Freddy takes a breath as if about to say something, but stunned, he reaches for the paper. The clerk shuts her briefcase. She has done her job and there is nothing else to keep her here. She turns round and leaves.

Holy Freddy holds the council’s decision carefully, with two fingers.

“See, Freddy?” the snack bar manager tells him amiably. “You’ve been bitching so much, cursing us so often, and now you’re rid of us.” He slaps his back jovially.

A cloud of dust and insects rises from the sackcloth. The hermit still can’t understand.

“It will all be yours again from February,” says the snack bar operator. “That’s in a few days. And we, gentlemen,” he turns to his employees, “can start packing. We needn’t even open tomorrow.” He turns around and walks to the booths. His employees follow him.

Freddy remains standing there, stunned. He brings the document closer to his eyes. Then he lowers his hands.
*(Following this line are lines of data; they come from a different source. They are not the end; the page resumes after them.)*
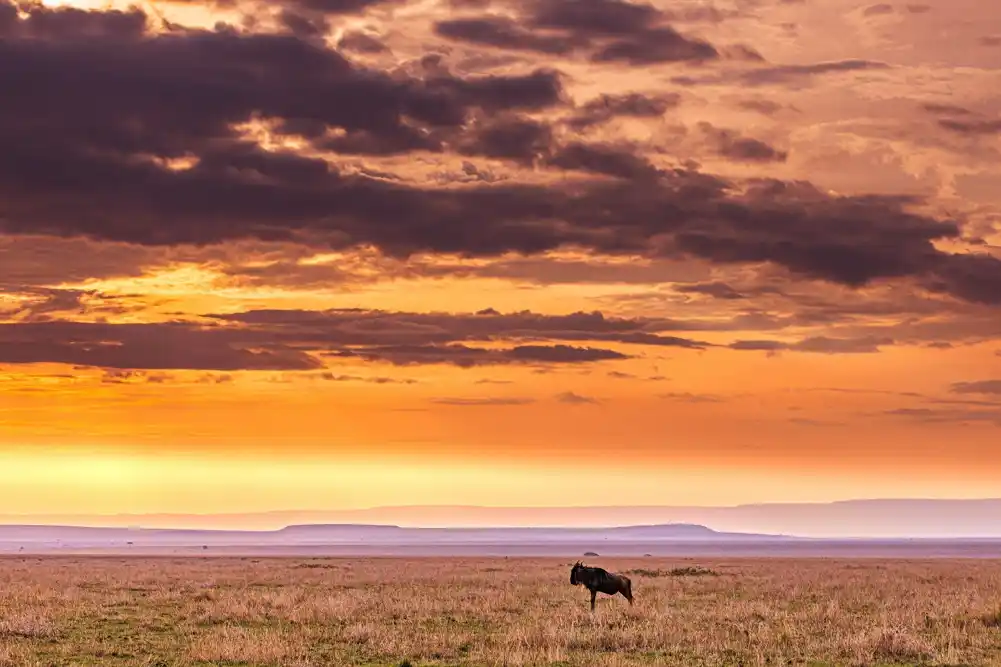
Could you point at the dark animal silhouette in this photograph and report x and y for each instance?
(598, 581)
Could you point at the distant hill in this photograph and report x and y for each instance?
(351, 534)
(890, 518)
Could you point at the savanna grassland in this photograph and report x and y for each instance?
(296, 613)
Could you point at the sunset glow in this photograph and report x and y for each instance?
(258, 255)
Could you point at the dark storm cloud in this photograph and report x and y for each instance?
(93, 164)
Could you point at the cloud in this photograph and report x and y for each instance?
(631, 105)
(877, 10)
(338, 328)
(465, 357)
(610, 30)
(972, 127)
(152, 155)
(766, 75)
(686, 397)
(948, 416)
(144, 347)
(731, 144)
(715, 289)
(981, 387)
(574, 399)
(818, 345)
(476, 403)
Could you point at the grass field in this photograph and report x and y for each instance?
(160, 612)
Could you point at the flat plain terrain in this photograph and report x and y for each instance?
(502, 611)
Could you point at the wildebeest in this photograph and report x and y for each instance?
(598, 580)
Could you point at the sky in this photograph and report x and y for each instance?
(343, 253)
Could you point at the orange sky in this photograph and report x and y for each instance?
(273, 258)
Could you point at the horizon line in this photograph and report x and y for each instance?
(457, 506)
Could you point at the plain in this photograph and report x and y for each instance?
(503, 611)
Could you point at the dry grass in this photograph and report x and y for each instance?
(172, 612)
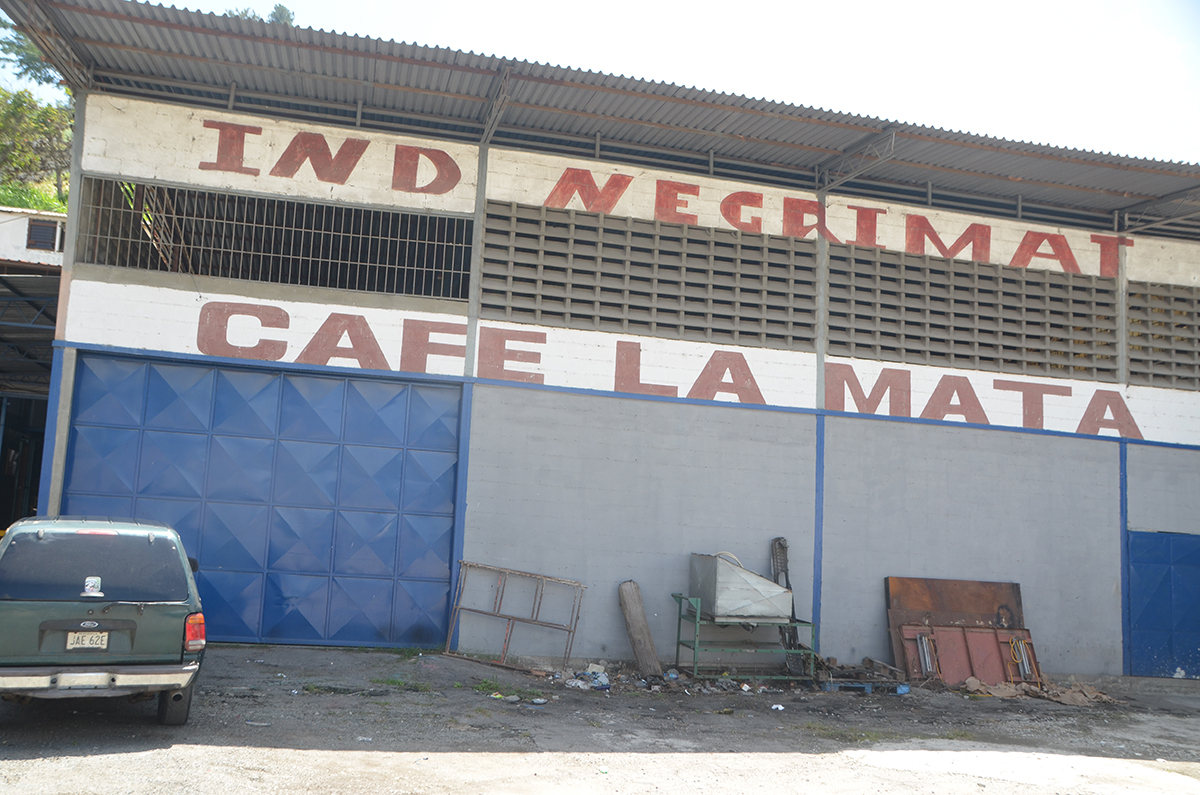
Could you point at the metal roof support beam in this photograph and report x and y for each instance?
(1151, 225)
(37, 23)
(496, 107)
(868, 154)
(1183, 209)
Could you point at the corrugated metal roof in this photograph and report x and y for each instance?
(184, 55)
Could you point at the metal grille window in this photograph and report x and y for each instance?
(274, 240)
(42, 235)
(897, 308)
(1164, 335)
(586, 270)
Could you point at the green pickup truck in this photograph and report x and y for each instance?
(99, 608)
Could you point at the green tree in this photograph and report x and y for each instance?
(280, 15)
(18, 49)
(35, 139)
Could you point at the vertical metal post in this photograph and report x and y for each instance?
(1122, 317)
(822, 314)
(475, 292)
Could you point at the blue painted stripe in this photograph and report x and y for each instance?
(599, 393)
(817, 535)
(1126, 619)
(460, 504)
(51, 437)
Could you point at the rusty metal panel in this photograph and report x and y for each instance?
(954, 653)
(971, 602)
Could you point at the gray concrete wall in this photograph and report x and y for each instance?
(1164, 489)
(606, 489)
(913, 500)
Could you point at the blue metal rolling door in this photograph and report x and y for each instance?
(1164, 604)
(321, 507)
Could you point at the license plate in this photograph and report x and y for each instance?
(87, 640)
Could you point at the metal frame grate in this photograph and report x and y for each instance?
(946, 312)
(274, 240)
(587, 270)
(1164, 335)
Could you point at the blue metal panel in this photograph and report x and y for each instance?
(234, 537)
(240, 468)
(365, 544)
(294, 607)
(312, 408)
(420, 614)
(430, 482)
(103, 460)
(109, 390)
(1164, 604)
(306, 473)
(300, 539)
(233, 604)
(179, 398)
(376, 413)
(360, 610)
(246, 404)
(321, 508)
(425, 547)
(181, 514)
(371, 477)
(172, 464)
(433, 418)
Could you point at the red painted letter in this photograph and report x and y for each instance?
(417, 348)
(1060, 251)
(595, 199)
(712, 378)
(1032, 410)
(1110, 252)
(231, 147)
(918, 229)
(795, 214)
(1096, 416)
(667, 202)
(325, 344)
(313, 148)
(629, 372)
(867, 226)
(493, 352)
(403, 171)
(731, 210)
(941, 401)
(897, 384)
(213, 332)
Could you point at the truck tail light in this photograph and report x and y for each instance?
(193, 633)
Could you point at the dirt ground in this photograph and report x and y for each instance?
(287, 718)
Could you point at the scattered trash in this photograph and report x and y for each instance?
(1074, 695)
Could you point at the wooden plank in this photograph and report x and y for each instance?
(639, 629)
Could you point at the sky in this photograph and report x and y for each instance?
(1105, 76)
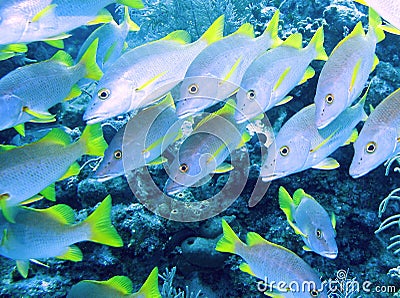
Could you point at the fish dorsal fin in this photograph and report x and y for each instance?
(61, 213)
(56, 136)
(246, 29)
(327, 164)
(150, 286)
(215, 31)
(282, 78)
(180, 36)
(227, 110)
(286, 203)
(44, 12)
(23, 267)
(73, 254)
(119, 283)
(63, 57)
(295, 41)
(356, 70)
(310, 72)
(253, 238)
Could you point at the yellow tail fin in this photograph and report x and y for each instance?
(102, 230)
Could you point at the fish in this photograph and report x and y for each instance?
(379, 137)
(143, 75)
(111, 41)
(117, 286)
(281, 268)
(272, 75)
(27, 92)
(310, 220)
(28, 170)
(215, 74)
(51, 232)
(344, 75)
(389, 10)
(25, 21)
(11, 50)
(141, 141)
(300, 145)
(203, 152)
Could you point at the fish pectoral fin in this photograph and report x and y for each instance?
(285, 100)
(104, 16)
(75, 92)
(39, 263)
(20, 128)
(73, 254)
(73, 170)
(223, 168)
(49, 9)
(158, 161)
(328, 163)
(23, 267)
(246, 268)
(353, 137)
(39, 115)
(281, 78)
(49, 192)
(310, 72)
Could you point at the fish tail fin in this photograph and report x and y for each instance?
(215, 31)
(138, 4)
(286, 203)
(150, 287)
(374, 25)
(317, 43)
(101, 229)
(128, 21)
(229, 241)
(272, 30)
(93, 140)
(88, 59)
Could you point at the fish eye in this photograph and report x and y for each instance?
(117, 154)
(193, 89)
(329, 98)
(371, 147)
(284, 151)
(183, 168)
(251, 95)
(318, 233)
(104, 93)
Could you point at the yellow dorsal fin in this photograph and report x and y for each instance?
(310, 72)
(119, 283)
(44, 12)
(215, 31)
(128, 21)
(180, 36)
(246, 29)
(253, 238)
(56, 136)
(282, 78)
(63, 57)
(61, 213)
(153, 79)
(324, 141)
(355, 73)
(295, 41)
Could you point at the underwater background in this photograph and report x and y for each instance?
(185, 252)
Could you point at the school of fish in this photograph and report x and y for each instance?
(164, 83)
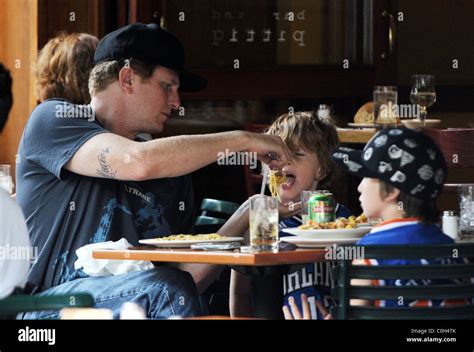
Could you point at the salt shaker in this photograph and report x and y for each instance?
(450, 224)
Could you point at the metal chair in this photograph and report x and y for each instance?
(345, 272)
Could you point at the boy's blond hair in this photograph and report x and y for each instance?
(312, 133)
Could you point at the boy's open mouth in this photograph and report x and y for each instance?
(290, 180)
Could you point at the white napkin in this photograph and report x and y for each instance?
(107, 267)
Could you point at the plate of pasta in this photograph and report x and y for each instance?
(185, 241)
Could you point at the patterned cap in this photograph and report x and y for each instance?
(404, 158)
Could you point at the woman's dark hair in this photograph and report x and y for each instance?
(6, 100)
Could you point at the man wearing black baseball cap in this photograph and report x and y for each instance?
(403, 173)
(83, 178)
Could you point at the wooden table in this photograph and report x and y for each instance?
(350, 135)
(298, 256)
(266, 268)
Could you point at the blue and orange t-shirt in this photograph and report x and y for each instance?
(314, 280)
(409, 231)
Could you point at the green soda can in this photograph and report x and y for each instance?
(321, 207)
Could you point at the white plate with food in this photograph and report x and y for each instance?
(356, 232)
(318, 242)
(185, 241)
(416, 123)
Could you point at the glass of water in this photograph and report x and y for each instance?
(466, 212)
(305, 196)
(423, 94)
(263, 223)
(6, 181)
(385, 106)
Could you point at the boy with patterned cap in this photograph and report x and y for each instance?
(403, 173)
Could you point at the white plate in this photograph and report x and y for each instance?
(416, 123)
(357, 232)
(318, 242)
(186, 244)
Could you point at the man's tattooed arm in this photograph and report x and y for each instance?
(105, 170)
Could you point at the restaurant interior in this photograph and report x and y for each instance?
(265, 58)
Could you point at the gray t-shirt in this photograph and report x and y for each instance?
(65, 211)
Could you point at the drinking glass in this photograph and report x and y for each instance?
(6, 181)
(466, 212)
(263, 223)
(423, 94)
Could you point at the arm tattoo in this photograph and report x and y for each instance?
(105, 169)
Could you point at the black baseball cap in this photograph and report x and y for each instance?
(150, 44)
(409, 160)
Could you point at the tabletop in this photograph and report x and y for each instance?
(180, 255)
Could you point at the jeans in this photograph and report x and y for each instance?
(162, 292)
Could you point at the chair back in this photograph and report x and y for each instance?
(15, 304)
(458, 269)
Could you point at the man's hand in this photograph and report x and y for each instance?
(270, 150)
(293, 313)
(288, 210)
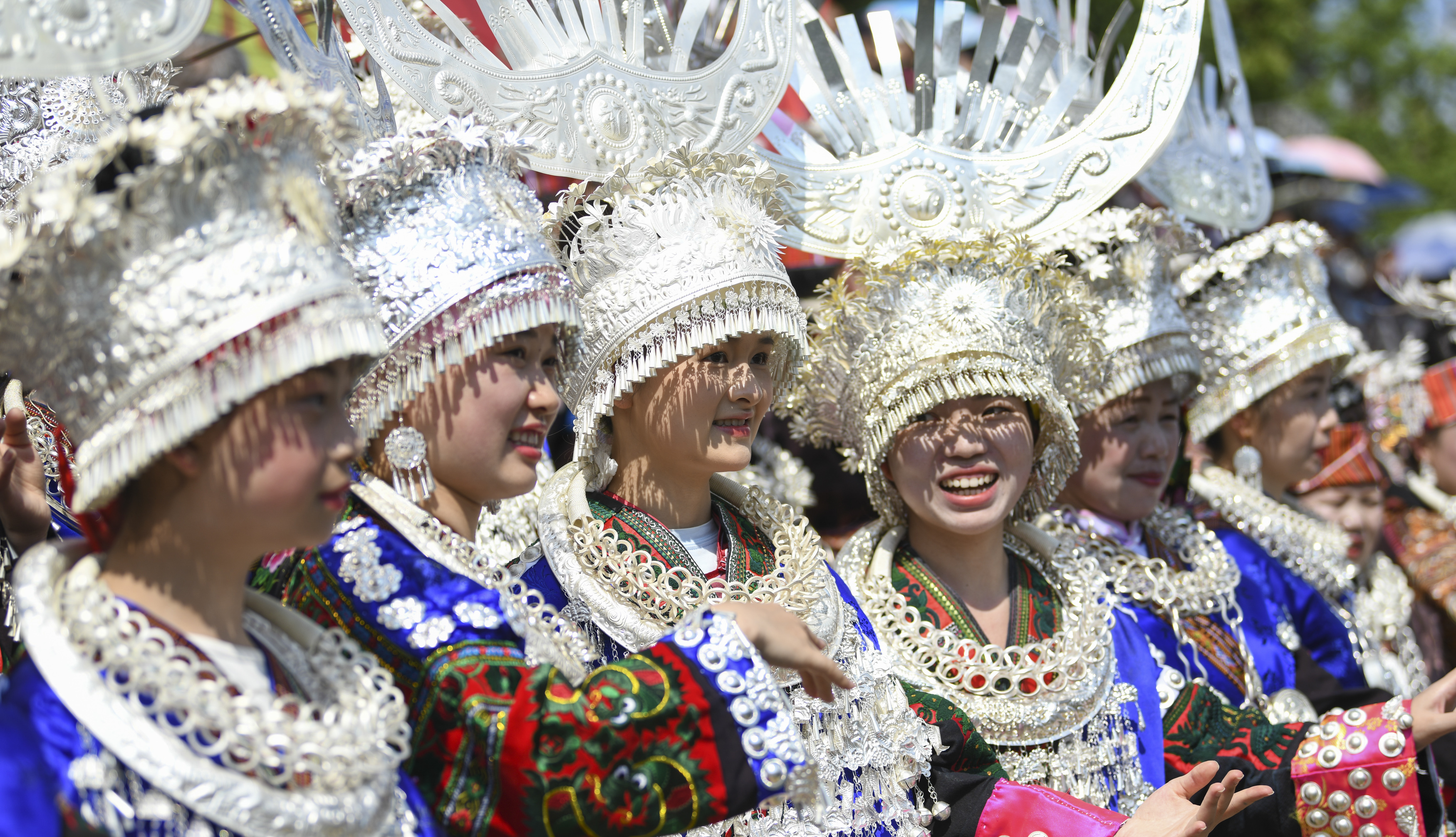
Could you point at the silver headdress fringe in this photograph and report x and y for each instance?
(948, 321)
(207, 274)
(663, 268)
(445, 236)
(1261, 315)
(1124, 257)
(53, 120)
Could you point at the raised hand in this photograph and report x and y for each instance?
(787, 642)
(1432, 711)
(24, 511)
(1170, 811)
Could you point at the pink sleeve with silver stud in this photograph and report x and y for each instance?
(1354, 775)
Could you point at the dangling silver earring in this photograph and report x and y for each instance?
(405, 450)
(1248, 466)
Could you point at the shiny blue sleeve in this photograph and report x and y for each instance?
(38, 738)
(1292, 599)
(1138, 669)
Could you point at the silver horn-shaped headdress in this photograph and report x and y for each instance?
(594, 87)
(207, 274)
(52, 38)
(1027, 149)
(1206, 174)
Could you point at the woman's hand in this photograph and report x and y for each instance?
(24, 511)
(787, 642)
(1168, 813)
(1432, 712)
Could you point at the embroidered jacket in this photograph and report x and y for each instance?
(1196, 724)
(1304, 619)
(63, 775)
(503, 746)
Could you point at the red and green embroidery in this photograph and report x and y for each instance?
(978, 756)
(748, 551)
(1036, 613)
(1199, 727)
(507, 749)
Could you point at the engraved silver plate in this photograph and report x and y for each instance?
(590, 89)
(46, 38)
(1027, 161)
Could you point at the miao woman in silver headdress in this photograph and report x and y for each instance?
(944, 375)
(516, 728)
(691, 332)
(1272, 347)
(1208, 621)
(183, 305)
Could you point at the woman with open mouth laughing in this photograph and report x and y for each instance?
(510, 715)
(946, 378)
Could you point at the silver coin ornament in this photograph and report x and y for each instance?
(405, 450)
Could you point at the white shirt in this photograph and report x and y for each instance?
(244, 666)
(702, 543)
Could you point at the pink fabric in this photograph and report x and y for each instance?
(1025, 808)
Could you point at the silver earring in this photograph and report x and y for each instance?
(1248, 465)
(405, 450)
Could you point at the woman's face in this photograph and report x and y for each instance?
(964, 465)
(1129, 449)
(1356, 508)
(276, 469)
(1289, 427)
(485, 421)
(701, 414)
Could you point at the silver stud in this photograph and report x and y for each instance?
(1311, 794)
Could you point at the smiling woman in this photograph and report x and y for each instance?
(477, 309)
(691, 332)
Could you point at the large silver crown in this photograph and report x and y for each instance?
(681, 261)
(1261, 315)
(1203, 174)
(600, 87)
(207, 274)
(53, 38)
(948, 321)
(446, 238)
(1028, 149)
(49, 121)
(1124, 257)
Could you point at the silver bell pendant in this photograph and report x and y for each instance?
(405, 450)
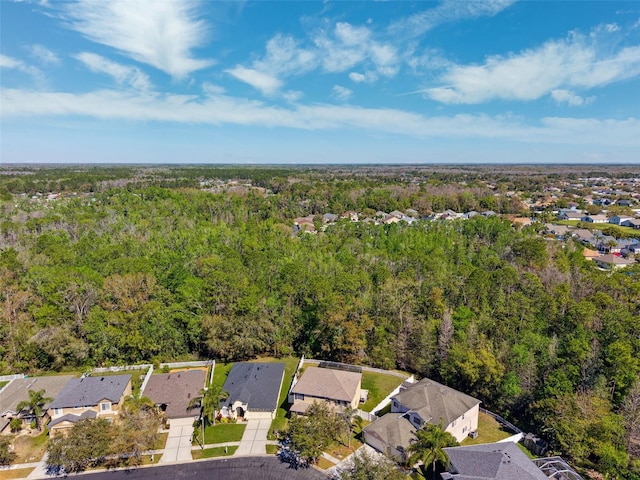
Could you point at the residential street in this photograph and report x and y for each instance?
(256, 468)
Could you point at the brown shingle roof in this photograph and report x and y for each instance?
(328, 383)
(175, 390)
(434, 401)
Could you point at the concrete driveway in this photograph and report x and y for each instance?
(254, 439)
(178, 448)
Somewhere, in the darkest recess of his consciousness, a device is switched on. His eyes glaze over. He sees himself walking contentedly between two rows of parked vehicles. He smiles. He holds on happily to his red bag, stuffed full of coins, resting on his voluminous belly. “Good morning! How long? Two hours? That will be four crowns, please: a crown for half an hour, four for two hours, and ten for three hours. Each additional hour ten crowns, please. Yes, please: turn round, you’ll find a space free between the yellow Mercedes and the white Škoda.”

The holy man crawls back to his burrow in the trailer. He has a massive headache. He presses his head with both hands as if about to rip out his long greasy hair. His eyes bulge. He opens and closes his mouth. He chomps his jaws. He gasps for air like a Christmas carp. Whimpering sounds escape from his lips, quiet at first, but louder a moment later. If anyone had stood behind the fibreboard wall of Piggybank’s trailer, he would have heard inarticulate groans alternating with expressions like “Thank you kindly,” “Much obliged,” “Yes, ten, please,” “How may I help you?” “Grateful indeed, Sir,” and so on. And so it goes on all night. Around midnight, dull blows resound from the trailer. The car park attendant is banging his head in a regular rhythm on the trailer walls. The banging dies down by daybreak. Exhausted, Freddy Piggybank sinks into a deep, dreamless, but refreshing and energizing sleep.